In 1888, Dewing’s technique and subject matter underwent a small but significant shift. Susan Hobbs notes that he “stopped producing imaginative subjects,” as anything not observed in his paintings dissolved into a dream-like mist. This dissolution was afforded by the change in his technique, including the adoption of loose brushwork and a tonalist palette. In 1890, Dewing met the Detroit collector Charles Lang Freer. Freer’s fortune was built on railroad-car fabrication, and a love of fine art had developed over a decade of collecting prints and, increasingly, artifacts of east Asia. His refined personality contrasted starkly with Dewing’s bombastic nature. By the 1890s, Freer had the wealth to acquire major pictures and a newly-constructed home to fill with them. He “plunged into collecting with a quiet desperation,” his private curator recalled [as quoted by Susan Hobbs in The Art of Thomas Wilmer Dewing: Beauty Reconfigured (1996), p. 18]. Dewing’s fiery personality, as well as his commitment to painting women, which Freer initially abjured, were apparently no barrier to their immediate, long-lasting, and friendly patronage relationship. Dewing, for his part, was profoundly grateful to meet “someone in the world so faithful to me and my art” [as quoted in http://www.asia.si.edu/explore/american/dewing.asp]. Dewing personally advised Freer in the decoration of his home, and, when the painter later fell on hard times, was buffeted by his employ as a buying agent for Japanese prints and objets d’art as well as prints by James Abbott McNeil Whistler.
The present work was executed in the decade between Dewing’s first encounter with Whistler and the loss of Dewing’s friend and erstwhile collaborator, Stanford White. The entry and exit of these two major personalities from Dewing’s life also delimit the height of his career: his mature style had solidified into a clear voice of beauty and decoration just as the Arts and Crafts moment was crystallizing in America. Dewing would continue to work through the next decades, but by the advent of modernism, at the turn of the century, he was at the height of his powers, and the full wind of critical opinion filled his sails.

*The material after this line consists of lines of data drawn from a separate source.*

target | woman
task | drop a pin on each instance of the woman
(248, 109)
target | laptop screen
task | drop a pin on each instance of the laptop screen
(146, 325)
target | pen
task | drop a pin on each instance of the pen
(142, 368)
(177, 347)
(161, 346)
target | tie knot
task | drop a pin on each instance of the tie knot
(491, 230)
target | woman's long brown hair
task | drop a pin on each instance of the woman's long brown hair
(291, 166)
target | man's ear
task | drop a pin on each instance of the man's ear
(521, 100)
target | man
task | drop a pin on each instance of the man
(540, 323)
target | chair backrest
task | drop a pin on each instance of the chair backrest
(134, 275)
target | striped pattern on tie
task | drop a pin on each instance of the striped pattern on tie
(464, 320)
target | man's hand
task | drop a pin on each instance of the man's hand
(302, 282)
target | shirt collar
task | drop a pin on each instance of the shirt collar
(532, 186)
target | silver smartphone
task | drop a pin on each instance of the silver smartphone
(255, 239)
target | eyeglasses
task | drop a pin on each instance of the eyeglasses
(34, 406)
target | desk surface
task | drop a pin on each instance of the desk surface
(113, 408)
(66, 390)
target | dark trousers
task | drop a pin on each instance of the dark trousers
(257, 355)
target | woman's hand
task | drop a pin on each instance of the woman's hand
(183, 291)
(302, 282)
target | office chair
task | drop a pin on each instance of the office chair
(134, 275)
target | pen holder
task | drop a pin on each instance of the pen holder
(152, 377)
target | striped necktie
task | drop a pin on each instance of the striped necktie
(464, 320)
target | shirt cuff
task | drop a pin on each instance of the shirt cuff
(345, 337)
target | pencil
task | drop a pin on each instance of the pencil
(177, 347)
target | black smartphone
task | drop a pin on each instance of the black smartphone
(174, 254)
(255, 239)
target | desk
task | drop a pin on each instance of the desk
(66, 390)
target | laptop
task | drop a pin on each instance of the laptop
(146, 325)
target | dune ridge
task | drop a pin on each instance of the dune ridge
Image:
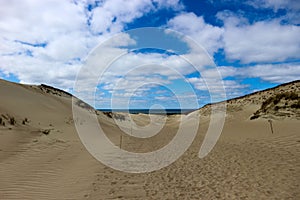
(42, 156)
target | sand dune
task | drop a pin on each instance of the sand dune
(42, 156)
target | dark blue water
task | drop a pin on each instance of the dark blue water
(152, 111)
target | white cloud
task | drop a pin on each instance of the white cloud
(204, 34)
(263, 41)
(275, 4)
(64, 30)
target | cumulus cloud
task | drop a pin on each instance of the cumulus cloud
(206, 35)
(275, 4)
(262, 41)
(57, 35)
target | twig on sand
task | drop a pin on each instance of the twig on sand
(271, 125)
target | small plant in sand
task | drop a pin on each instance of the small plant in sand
(12, 121)
(46, 132)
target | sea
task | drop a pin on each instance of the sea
(151, 111)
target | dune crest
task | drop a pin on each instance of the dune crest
(42, 156)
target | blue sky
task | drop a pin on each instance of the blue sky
(254, 45)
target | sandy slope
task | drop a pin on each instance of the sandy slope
(248, 162)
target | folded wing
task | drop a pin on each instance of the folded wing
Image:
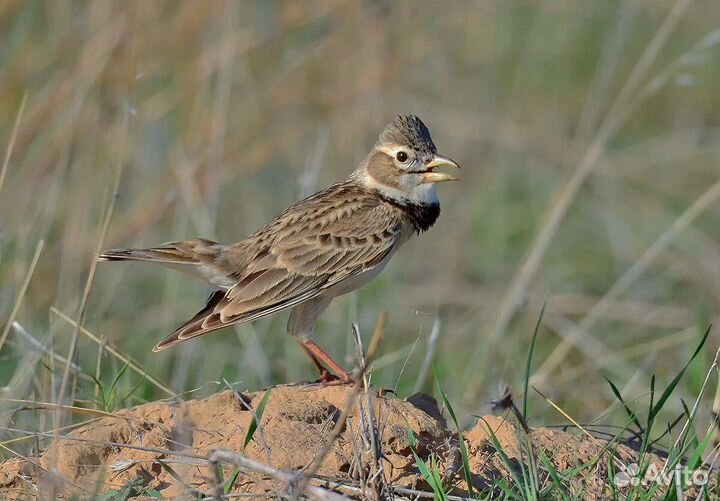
(311, 247)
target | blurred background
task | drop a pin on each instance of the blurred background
(588, 135)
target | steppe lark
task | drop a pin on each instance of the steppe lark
(327, 245)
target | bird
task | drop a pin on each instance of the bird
(319, 248)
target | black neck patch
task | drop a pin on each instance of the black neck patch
(423, 216)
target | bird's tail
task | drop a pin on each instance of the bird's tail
(191, 256)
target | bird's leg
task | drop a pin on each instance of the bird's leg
(325, 375)
(334, 373)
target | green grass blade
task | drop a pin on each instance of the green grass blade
(256, 419)
(671, 387)
(628, 411)
(528, 363)
(461, 439)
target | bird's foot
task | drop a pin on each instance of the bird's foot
(329, 379)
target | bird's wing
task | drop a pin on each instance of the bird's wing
(312, 246)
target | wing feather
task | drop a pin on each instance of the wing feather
(311, 247)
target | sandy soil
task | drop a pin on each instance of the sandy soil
(162, 447)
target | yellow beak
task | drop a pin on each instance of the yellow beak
(439, 177)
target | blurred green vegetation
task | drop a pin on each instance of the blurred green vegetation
(224, 113)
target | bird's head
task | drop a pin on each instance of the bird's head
(401, 165)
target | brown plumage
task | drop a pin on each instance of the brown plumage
(321, 247)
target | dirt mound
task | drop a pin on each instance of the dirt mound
(337, 434)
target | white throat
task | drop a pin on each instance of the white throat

The present work is an excellent example from Dewing’s best years. The subject sits at table with a ceramic vase in a decorative arrangement of tones of grays and browns in careful harmony. The subject bears a strong resemblance to the model for 1905’s Portrait of a Girl (Freer Gallery of Art, Smithsonian Institution, Washington, D.C.). This resemblance may be coincidental, as Dewing was explicit in his remarks that a sitter was a point of departure for the true artist. He certainly moved from the particular sitter towards his own ideal of beauty. Whatever the woman’s identity, the plausible comparison highlights another source of inspiration common to both paintings: Johannes Vermeer. Vermeer’s glassy surfaces and soft interior light were emulated by other members of The Ten, but Dewing’s interest in the Dutch master was especially personal. Charles Freer put into Dewing’s hands several volumes of Cornelis Hofstede de Groot’s catalogue raisonne on Vermeer. Dewing’s paint application was too distant from Vermeer’s to fully complete the homage, but the American did adopt the use of certain Vermeer-esque props as well as a version of his soft domestic light. Portrait of a Girl is the height of Dewing’s admiration, and the present work, with its carefully modeled vase and table, exploits a similar technique. Woman Seated at Table constitutes a paradigm case of Dewing’s mature vision of feminine beauty.